Big Man On Campus: Week 1 – Like Smoking, But Less Cool October 19, 2009

This is the best picture of me that has ever been taken, bar none.

This is the best picture of me that has ever been taken, bar none.

“The problem is I don’t want one drink. I want 10 drinks.” — Leo McGarry.

I wasn’t fat until someone told me I was. I just finished what was on my plate and went and fiddled with my Mighty Max playset.

I remember the first time it happened. I can’t, however, remember the last time. A boy in my class, let’s call him “Douchebag,” came up to me and stuck his index finger nearly into my belly button. Rather than elicit the standard Pilsbury “hoo-hoo” and grin like a banshee, I elected a more direct approach: I grabbed his wrist and pushed him to the ground. Douchebag didn’t like this and inquired, “Why did you do that, fat-boy?”

Fat boy. Blubber-nuts. Tons-of-fun. Fancy Feaster. Harpoon-proof. Rosie O’Donnell’s left cankle. I’ve heard them all, ladies and gentleman. They don’t faze me now, but back when I traded piggyback rides for packs of Soda-licious they were the be-all-endall my existence. Tell your kids to leave tubby alone because while I think most of us would thank them for it now, back then it required the constant treatment of cry-abetes.

That said, I can’t remember the last time someone called me fat, even from a place of mirth. Maybe it’s just me?

It sneaks up on you.
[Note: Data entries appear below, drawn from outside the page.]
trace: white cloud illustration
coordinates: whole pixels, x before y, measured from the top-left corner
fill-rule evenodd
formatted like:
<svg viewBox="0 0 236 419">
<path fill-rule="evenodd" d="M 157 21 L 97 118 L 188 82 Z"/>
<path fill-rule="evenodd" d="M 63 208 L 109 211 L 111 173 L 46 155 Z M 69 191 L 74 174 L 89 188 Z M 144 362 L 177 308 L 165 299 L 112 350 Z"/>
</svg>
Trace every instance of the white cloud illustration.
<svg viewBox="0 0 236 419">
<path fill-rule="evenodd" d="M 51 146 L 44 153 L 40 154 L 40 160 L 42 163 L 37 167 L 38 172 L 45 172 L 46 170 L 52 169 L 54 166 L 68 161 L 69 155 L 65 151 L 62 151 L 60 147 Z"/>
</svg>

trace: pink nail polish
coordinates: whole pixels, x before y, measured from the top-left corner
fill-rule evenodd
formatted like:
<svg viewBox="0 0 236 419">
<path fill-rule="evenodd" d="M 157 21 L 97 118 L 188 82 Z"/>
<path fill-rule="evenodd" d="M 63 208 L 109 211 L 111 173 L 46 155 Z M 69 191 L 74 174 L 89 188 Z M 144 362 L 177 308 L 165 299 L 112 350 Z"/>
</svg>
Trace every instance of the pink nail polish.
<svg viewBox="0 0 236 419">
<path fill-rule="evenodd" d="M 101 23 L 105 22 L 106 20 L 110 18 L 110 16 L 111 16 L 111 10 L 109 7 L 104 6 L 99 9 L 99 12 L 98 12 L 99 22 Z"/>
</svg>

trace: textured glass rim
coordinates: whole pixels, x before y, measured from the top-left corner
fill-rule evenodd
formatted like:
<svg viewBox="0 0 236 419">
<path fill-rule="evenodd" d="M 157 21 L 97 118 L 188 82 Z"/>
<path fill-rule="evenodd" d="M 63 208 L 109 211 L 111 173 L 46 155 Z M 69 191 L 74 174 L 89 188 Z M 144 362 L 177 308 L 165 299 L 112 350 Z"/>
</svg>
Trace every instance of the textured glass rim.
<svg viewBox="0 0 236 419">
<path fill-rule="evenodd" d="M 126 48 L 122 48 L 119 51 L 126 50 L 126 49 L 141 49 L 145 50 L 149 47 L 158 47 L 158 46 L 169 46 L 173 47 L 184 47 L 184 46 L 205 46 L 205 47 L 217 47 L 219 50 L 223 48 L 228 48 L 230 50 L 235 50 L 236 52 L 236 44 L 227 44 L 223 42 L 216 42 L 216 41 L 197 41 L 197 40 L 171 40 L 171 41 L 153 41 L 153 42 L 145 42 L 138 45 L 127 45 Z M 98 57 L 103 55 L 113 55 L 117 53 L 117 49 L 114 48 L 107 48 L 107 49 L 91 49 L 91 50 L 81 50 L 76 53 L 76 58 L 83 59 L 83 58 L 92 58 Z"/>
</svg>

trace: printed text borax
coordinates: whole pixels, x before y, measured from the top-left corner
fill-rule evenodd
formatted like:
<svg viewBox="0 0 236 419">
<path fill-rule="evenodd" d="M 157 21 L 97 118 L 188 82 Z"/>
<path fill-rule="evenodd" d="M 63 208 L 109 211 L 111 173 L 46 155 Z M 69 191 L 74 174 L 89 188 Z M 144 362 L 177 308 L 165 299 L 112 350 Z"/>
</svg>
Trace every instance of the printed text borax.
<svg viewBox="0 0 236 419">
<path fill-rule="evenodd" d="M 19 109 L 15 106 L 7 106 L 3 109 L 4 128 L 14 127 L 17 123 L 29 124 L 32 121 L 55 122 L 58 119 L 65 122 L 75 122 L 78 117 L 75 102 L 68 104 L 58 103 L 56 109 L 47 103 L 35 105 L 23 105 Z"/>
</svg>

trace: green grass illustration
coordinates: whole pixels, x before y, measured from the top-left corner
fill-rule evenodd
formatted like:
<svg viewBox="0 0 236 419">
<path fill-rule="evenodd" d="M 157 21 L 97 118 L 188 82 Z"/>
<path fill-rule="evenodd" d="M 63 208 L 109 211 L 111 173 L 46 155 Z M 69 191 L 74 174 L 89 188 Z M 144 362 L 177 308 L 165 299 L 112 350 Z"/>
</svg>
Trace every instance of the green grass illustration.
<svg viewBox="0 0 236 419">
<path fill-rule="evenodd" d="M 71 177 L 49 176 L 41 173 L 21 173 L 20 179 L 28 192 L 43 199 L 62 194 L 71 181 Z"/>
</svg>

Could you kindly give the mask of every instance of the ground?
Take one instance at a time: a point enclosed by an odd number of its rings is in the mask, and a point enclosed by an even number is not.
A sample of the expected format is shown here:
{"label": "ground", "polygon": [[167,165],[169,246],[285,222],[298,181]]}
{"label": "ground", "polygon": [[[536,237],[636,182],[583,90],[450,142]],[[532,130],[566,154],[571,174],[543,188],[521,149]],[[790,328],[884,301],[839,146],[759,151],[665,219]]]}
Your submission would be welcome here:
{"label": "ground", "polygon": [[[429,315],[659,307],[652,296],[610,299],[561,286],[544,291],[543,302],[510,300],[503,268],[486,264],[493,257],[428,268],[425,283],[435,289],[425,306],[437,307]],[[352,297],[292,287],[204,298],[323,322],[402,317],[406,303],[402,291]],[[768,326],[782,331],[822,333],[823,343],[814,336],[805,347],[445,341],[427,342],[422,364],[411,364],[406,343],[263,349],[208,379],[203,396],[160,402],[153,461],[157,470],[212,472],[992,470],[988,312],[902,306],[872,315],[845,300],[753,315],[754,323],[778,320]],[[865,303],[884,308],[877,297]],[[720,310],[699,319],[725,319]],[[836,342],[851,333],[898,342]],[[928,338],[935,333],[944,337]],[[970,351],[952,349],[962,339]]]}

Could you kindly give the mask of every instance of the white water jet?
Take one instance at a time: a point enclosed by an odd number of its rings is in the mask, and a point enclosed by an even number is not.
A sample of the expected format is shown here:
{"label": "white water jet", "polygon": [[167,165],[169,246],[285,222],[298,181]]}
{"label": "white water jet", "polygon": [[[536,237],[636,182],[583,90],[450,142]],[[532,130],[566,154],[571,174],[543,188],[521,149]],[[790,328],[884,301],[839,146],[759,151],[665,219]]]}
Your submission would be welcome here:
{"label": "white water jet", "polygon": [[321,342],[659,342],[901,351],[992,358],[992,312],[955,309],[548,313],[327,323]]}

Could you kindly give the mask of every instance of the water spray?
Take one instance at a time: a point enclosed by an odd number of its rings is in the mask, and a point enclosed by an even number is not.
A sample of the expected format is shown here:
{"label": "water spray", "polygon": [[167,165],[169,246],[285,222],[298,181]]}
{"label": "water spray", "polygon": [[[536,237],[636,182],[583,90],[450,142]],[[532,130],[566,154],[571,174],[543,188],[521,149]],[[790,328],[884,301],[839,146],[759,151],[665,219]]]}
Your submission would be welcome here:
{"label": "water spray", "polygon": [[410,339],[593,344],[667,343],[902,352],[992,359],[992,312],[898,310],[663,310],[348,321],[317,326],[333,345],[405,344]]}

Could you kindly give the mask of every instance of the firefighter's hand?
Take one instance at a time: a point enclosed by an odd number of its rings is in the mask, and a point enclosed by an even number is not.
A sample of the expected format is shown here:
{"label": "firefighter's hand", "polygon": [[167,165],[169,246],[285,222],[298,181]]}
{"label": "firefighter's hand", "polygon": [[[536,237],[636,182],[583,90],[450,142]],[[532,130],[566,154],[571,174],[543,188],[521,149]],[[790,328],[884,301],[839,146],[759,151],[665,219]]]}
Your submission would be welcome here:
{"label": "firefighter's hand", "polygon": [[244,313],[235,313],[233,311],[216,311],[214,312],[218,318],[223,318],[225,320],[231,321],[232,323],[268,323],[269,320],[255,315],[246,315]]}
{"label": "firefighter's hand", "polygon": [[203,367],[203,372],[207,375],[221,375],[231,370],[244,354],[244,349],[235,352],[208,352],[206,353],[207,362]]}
It’s not like a lard baptism or anything — all of the sudden bathed in the fatness of generations before you. It is a gradual process. At some point, you accept it and either change yourself or make it a part of your life. While the calorie-counters are calculating the cost of their candied cranberries at Christmas, I’m cracking the crust off another crostini. Sure, there have been Thanksgivings where I have taken my third helpings in my room, silently weeping in the dark and supplementing the lack of a salt shaker with my pickled tears, but that wasn’t this Thanksgiving.

What it comes down to is that habits like those are self destructive with any substance. I don’t understand people who leave half the bun on the plate. I don’t understand people who like taking the stairs. I don’t understand why people don’t take a second helping. No, I don’t want one Fudgesicle. I want 10. Why would you want this feeling to go away?

In a society where the vast majority of our food supply is created to fulfill evolutionary tendencies toward unsavory savories (sweet and salty are rare in nature, and abundant in a host of delicious things made these days), these are dangerous habits to have. People have thrown away portions of their lives on worse things than food, but none so culturally acceptable. The biggest hurdle for a wannabe fat-man ex-pat is what has proven to be the fattest part of the fattest people: their brains.

I am going to continue to call us fat people. Tubby people. I am going to call us every word that makes us different. If you are offended, if you would like me to say “overweight” or “differently insulated,” or some other such nonsense, the ghost of Mr. George Carlin would like a word with you. I’m taking them back. Because the first step to no longer being fat, or being fat and happy, is to get our minds and habits in line with our waistlines.

And brothers and sisters, I hope you join me.

Bonus content: I now fear skate bowls.